Almost 4,000 fans had made the long journey – with the vast majority setting off in the small hours to make the lunchtime kick off – it was a typical Everton away performance, starting fairly well without troubling Jack Butland but once Palace scored their first it was game over. No response. Fans could’ve started to make their way out of the ground at that point and all they’d have missed is another embarrassing drubbing. The abject performance even more bizarre given the euphoria of the last-minute win at home to Newcastle just days earlier. Goodison was rocking at the final whistle – 14 minutes of injury time, a cable tied protester and Alex Iwobi the match winning hero – if you hadn’t witnessed it with your own eyes, you wouldn’t have believed it was possible.
Fast forward two weeks – via another international break – and Alex Iwobi goes from hero to almost zero, let’s have it right, Iwobi was far from the sole reason Everton left the Olympic Stadium with no points – arguably the most effective forward in an Everton shirt – but that mistake proved to be hugely costly; yet you have to ask other questions like how did Michail Antonio find himself one on one after a mis control 60 yards from goal? Why is nobody following Jarrod Bowen’s run to stop him getting the tap in after Pickford’s save?
You’ll often find that players are vilified for a defensive mistake that will ultimately lead to a goal, yet mistakes and misses at the other end of the pitch are just as costly – as was proven against West Ham. Richarlison and Calvert-Lewin both extremely wasteful in front of goal, with the former failing to trouble Lukasz Fabianski from excellent positions in the first half, yet all the post-game attention has been focussed on the mistakes in defensive positions. Given that the stats tell us Everton currently have the 16th worst defensive record in the Premier League but sit 20th and bottom in the attacking column, proving the vast majority of Everton’s struggles are further up the pitch but collectively it all falls drastically short.
The inquest into the management of the club will go on long after this season whether Everton are playing Premier League football or not but the one constant in the Moshiri era has been money – lot’s and lots of wasted money; the decision to hire Rafael Benitez to replace Carlo Ancelotti; the idea that investing January’s valuable transfer kitty into two new full backs – presumably of Benitez’s choosing – then to sack him a week later; signing Anwar El Ghazi on loan from Aston Villa because his agent is Moshiri’s mate just after selling them a left back that fell out with Benitez who – as a reminder – was sacked shortly after. These costly decisions have been happening ever since Moshiri decided to invest in Everton Football Club, it has become his plaything that he seemingly thought he could find success by simply throwing money around but when that failed, he just threw more money onto the table which has now seen Everton regress and could ultimately see this club relegated from the Premier League.

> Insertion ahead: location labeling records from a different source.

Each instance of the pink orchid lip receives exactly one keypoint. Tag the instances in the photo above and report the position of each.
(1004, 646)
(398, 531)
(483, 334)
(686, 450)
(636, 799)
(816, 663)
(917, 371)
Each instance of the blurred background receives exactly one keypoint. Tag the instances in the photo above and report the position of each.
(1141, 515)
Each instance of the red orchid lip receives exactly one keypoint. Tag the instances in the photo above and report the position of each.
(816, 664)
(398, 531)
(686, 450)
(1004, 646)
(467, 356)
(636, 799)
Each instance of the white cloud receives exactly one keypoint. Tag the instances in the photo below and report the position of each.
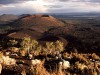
(52, 6)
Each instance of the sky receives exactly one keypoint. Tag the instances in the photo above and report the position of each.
(48, 6)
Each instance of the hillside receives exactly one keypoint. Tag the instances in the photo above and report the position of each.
(37, 20)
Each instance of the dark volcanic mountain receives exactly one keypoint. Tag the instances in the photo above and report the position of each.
(37, 20)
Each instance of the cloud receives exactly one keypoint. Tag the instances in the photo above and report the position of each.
(48, 6)
(53, 6)
(28, 7)
(13, 1)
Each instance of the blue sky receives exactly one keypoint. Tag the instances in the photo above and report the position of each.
(48, 6)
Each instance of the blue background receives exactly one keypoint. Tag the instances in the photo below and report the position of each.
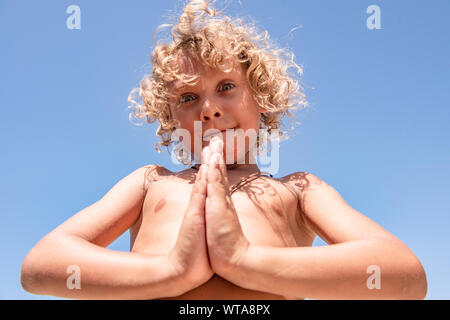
(376, 128)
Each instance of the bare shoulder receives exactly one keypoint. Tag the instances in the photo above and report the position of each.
(303, 181)
(152, 172)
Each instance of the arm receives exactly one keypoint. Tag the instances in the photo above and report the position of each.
(337, 271)
(104, 274)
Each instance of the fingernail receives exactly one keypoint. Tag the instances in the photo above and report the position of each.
(206, 155)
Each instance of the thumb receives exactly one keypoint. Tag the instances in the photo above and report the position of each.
(198, 195)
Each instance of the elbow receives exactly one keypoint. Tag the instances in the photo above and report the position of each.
(29, 276)
(414, 284)
(32, 273)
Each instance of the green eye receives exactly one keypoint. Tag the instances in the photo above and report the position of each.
(227, 86)
(187, 98)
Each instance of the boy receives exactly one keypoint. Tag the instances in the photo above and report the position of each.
(221, 230)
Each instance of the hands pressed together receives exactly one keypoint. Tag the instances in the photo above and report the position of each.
(210, 238)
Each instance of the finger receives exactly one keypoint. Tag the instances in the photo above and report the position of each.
(217, 188)
(216, 145)
(216, 149)
(198, 194)
(206, 154)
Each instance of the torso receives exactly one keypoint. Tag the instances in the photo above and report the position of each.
(268, 212)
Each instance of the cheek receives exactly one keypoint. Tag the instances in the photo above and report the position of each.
(249, 113)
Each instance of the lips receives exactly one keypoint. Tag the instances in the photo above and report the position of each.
(222, 132)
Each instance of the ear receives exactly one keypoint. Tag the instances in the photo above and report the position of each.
(262, 110)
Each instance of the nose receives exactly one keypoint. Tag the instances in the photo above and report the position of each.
(210, 111)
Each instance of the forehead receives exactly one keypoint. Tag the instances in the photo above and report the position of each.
(190, 66)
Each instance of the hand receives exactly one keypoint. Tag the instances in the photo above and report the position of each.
(189, 256)
(226, 241)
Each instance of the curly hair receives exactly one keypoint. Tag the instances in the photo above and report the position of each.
(214, 38)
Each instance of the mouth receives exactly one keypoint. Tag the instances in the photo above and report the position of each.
(217, 133)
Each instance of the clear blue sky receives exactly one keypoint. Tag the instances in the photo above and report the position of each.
(376, 129)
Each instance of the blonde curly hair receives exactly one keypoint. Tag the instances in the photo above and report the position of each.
(214, 38)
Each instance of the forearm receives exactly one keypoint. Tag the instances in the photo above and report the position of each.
(333, 272)
(104, 273)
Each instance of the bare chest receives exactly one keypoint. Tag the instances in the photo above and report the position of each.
(267, 211)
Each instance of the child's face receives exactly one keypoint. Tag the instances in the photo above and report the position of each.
(220, 100)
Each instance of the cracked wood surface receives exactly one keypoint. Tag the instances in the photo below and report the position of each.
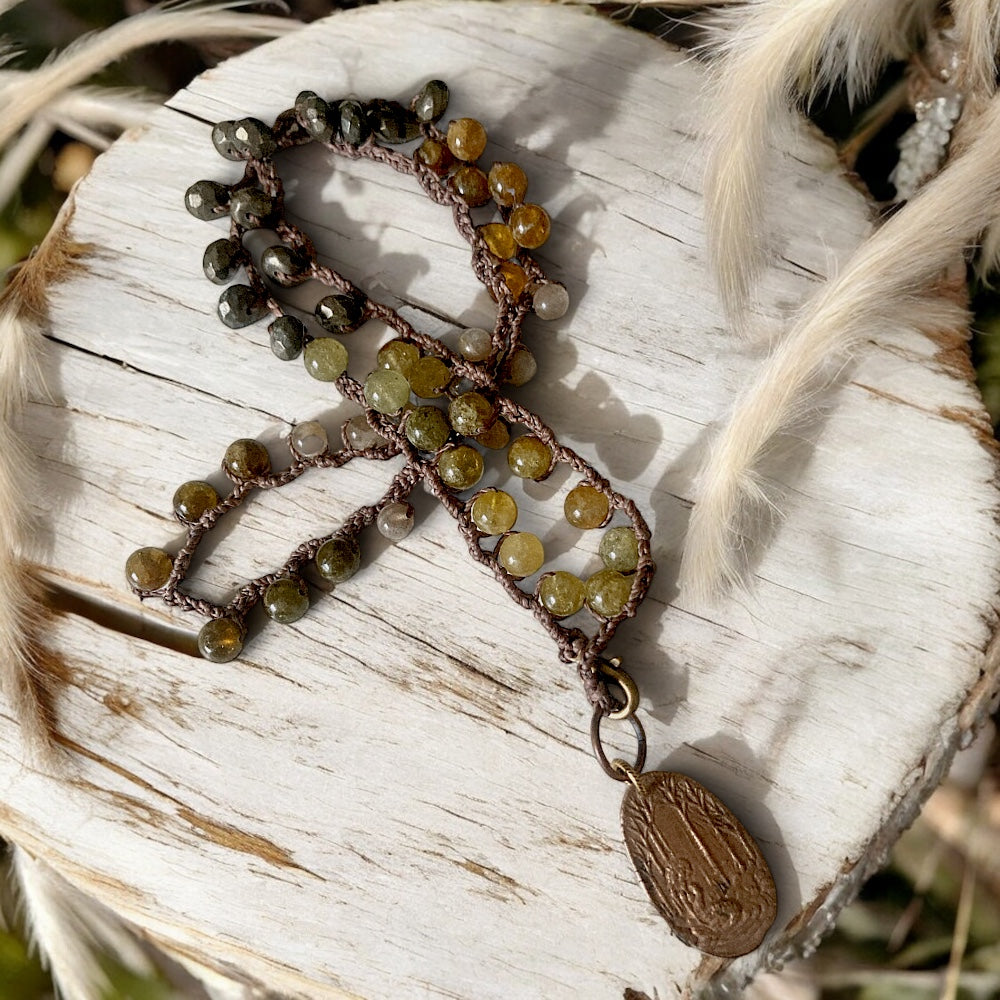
(395, 796)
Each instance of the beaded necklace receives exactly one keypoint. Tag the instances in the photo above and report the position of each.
(442, 410)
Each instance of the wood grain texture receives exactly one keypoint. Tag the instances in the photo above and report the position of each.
(394, 797)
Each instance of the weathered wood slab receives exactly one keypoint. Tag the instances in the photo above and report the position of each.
(395, 796)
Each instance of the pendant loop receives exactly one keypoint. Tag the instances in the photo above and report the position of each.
(618, 769)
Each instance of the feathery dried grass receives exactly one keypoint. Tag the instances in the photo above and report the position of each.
(23, 309)
(73, 933)
(772, 55)
(888, 282)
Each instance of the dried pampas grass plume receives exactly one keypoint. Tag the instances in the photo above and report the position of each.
(771, 56)
(888, 282)
(74, 935)
(23, 311)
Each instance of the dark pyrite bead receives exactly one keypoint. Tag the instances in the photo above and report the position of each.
(339, 313)
(223, 259)
(284, 265)
(288, 336)
(253, 208)
(392, 123)
(431, 102)
(315, 116)
(207, 199)
(240, 305)
(354, 127)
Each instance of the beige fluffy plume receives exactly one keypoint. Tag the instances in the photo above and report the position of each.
(23, 308)
(773, 55)
(888, 282)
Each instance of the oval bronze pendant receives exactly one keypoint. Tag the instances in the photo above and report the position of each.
(702, 870)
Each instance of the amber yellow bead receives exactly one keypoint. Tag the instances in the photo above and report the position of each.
(496, 438)
(466, 139)
(434, 155)
(429, 377)
(508, 184)
(561, 593)
(460, 467)
(247, 458)
(607, 592)
(148, 569)
(530, 225)
(529, 457)
(499, 240)
(521, 554)
(469, 183)
(586, 507)
(493, 512)
(471, 414)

The situation Everton currently finds itself in can’t be solely attributed to last summer or just this season but on years of inexplicable decisions from the top; how do you spend £500m plus and end up in the most precarious position since the mid 90’s? – even more mind boggling when you consider it was only December 2019 when Carlo Ancelotti was hired to succeed Marco Silva and the following summer James Rodriguez followed through the doors at Finch Farm. Evertonians had the audacity to believe the club was finally heading in the right direction, yet a mere 18 months’ later and reality bit and it bit hard; not only did Carlo hot foot it back to Spain to answer Real Madrid’s call but Moshiri believed – as previously discussed – the answer was Benitez.
All this leaves us heading now into a must win – or at the very least must not lose – trip to Burnley on Wednesday. This is arguably Everton’s biggest game in years, possible since the 1998 survival game against Coventry City. It really is that big and more besides. The fate of Everton Football club rests at the hands of Frank Lampard and a group of players who seem to crumble when the pressure is on; this is now the time to stand up and be counted. This is the time to fight to keep Everton in the Premier League. The fans must also play their part and as that sole voice amongst the despondent supporters said, ‘we must drag these through at Goodison.’
This team must fight, they must stand up and be counted and Everton Football Club must survive because the alternative cannot be contemplated.